Поезд вышел из Алма-Аты в конце марта. До Арыси он добрался по Турксибу в назначенное время. Там было тепло, уже начинала цвести джида. Потом поезд замедлил свое движение, видно, не торопился из Азии на север, в Москву. Почти всю ночь он провел в Кзыл-Орде, часами простаивал на станциях и полустанках и даже посреди бестравной степи, словно посреди улицы больной, страдавший грудной жабой. На седьмые сутки он дотянулся до Рузаевки, долго и, казалось, бессмысленно маневрировал на этой узловой станции и устроился наконец где-то в тупике на дальнем пути.
Сквозь холодные сумерки светились огни Рузаевки. К первому пути, к зданию станции, надо было пробираться по тамбурам других поездов, а то и под колесами, а длиннющий, наглухо закрытый госпитальный поезд пришлось обойти. Как водится, у многих пассажиров, военных и штатских, были в руках котелки и чайники. Состав был переполнен, пассажиров накопилось великое множество. В самой Алма-Ате во время посадки образовалась такая давка, что проводницы, своего спокойствия ради, закрыли двери вагонов перед пассажирами с билетами и без билетов, даже перед генералами и полковниками, но военные чином поменьше оказались хитрее, многие запаслись сделанными фронтовыми умельцами впрок такими ручками, которыми легко отпирались задние двери вагонов.

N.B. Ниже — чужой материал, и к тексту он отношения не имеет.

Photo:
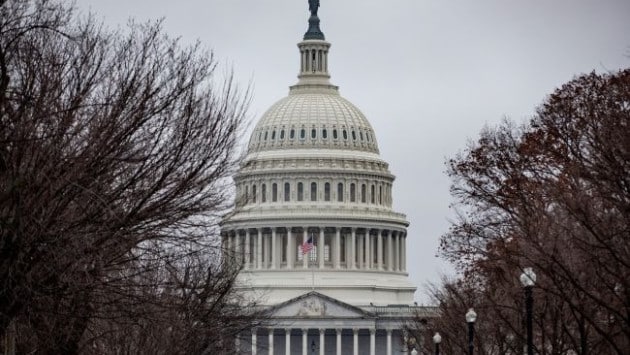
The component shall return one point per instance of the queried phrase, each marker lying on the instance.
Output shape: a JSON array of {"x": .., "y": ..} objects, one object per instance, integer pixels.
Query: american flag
[{"x": 307, "y": 245}]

В Рузаевке военные устремились к коменданту, чтобы получить какое уж будет продовольствие по продаттестату, и только один военный пошел разыскивать почту. Отстукали телеграмму: из-за большого опоздания поезда он задерживается. Командировка предписывала ему прибыть в часть как раз в тот день, когда поезд доплелся до Рузаевки, и военный, конечно, не знал, когда закончится его путешествие, тем более, что рассчитывал денька два-три прожить дома, в Москве. Из почтового отделения он направился к коменданту. Когда поезд приближался к станции, то чудилось, будто светится много огней, но оказалось, что станция погружена в темень, снег и грязь, всюду в почти безнадежном ожидании кучились люди, слышалась русская, украинская и даже польская речь. Военный стал в очередь и, когда минут через сорок приник к окошечку, он принялся убеждать помощника коменданта, что продаттестата с собой не взял, а есть хочется, просит талон на буханку хлеба.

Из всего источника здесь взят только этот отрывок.